It Happened This Morning.
When a crochet class handout “clicks” it’s like getting a crystal-clear vision of how the class will begin and then smoothly unfold for its 3 hours. It becomes a map for the teacher too, and then I can relax. It’s such a distinct feeling that I actually tell my husband, “The _ class handout clicked into place!”
I’d forgotten about the phenomenon until it happened today with The Starwirbel Way class, so I’ll blog it here for my future self. I wonder if other teachers experience something similar.
A crochet class handout needs to satisfy so many requirements.
It needs to make a good first impression in that first five minutes of the class. Inspiring, different, welcoming; generous margins, no big blocks of text, and the font can’t be too small. (It can’t be sparse or simplistic though.)
This year I’m adding a few initial sentences that describe how to get a head start while waiting for the class to begin. People come to crochet classes with a dramatic range of skill levels; some like to explore the topic independently, and some like to arrive early. Many people also bring a range of different yarns, and need to try a few before they can settle in with one. Most people need to warm up with a row or two of a familiar stitch.

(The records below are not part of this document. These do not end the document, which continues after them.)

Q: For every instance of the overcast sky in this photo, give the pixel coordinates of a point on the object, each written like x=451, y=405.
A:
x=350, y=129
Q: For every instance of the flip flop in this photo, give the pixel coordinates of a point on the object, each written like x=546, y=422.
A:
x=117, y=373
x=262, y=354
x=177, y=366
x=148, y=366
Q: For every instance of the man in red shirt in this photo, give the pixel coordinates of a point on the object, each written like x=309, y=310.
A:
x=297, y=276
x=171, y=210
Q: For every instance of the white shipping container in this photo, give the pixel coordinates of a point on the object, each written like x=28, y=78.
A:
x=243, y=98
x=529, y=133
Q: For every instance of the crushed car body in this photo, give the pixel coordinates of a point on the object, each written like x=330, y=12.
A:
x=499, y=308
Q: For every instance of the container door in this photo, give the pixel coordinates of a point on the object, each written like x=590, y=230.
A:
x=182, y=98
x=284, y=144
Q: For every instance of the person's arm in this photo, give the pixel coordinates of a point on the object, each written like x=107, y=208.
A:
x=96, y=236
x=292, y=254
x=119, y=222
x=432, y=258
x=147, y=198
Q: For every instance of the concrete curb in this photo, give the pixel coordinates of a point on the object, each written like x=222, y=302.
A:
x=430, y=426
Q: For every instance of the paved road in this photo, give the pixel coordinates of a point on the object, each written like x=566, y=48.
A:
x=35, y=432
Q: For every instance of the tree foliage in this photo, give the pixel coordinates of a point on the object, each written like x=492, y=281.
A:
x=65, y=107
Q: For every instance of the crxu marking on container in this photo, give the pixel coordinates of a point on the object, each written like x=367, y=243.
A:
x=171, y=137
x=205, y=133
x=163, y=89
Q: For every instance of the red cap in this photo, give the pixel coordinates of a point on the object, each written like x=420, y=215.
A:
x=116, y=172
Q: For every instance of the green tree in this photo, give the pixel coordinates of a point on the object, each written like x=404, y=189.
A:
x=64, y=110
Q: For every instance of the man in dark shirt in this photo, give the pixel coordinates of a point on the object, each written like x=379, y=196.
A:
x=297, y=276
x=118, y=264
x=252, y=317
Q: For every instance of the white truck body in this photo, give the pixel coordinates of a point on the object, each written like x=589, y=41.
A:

A crochet class handout is an extension of me that stays with every student while I’m helping someone else on the other side of the room. If someone were to ask a question that requires a demo, and four other people say they wonder the same thing, I’d love to be able to answer, “Look closely at the photo on page 2 of your handout, and try it out while I come around to each of you individually.” So my top priority is for a handout to help me while I’m helping other students.
Crochet class handouts can’t do some things.
Hands-on skills like crochet need some side-by-side demonstrating. Each bit of key information in a crochet class usually needs to be shown different ways. It’s great when a close up photo or diagram in a handout can save time or prevent confusion about a key step. Sometimes it’s a motion that can be demonstrated in front of the room with a gigantic hook and yarn; often it’s best shown up close to just a few people at a time. This is why people travel to take crochet classes in person. Nothing beats it, not even videos, sometimes.
Over the years I’ve developed a sense for which things can be nailed with a demo, diagram, swatch, or a close up of stitches done in contrasting colors. Sometimes using an overhead projector and drawing on transparencies is just the thing.
Like some images, certain kinds of text are best in a handout. Row-by-row instructions for a practice swatch: a perfect use of a handout. Also good is a list that summarizes and distills many details. This morning I created a sidebar of all the ways to make star stitches starrier, and bolded the ones used for Starwirbel. Above is a table of love knot symbols used in different countries that I include in the 21st Century Love Knot Adventures class handout.
What makes a crochet class handout “click” is a bigger topic than I expected! I’ve left out so much. Creating handouts is an evolving skill. Turns out others have blogged about this too.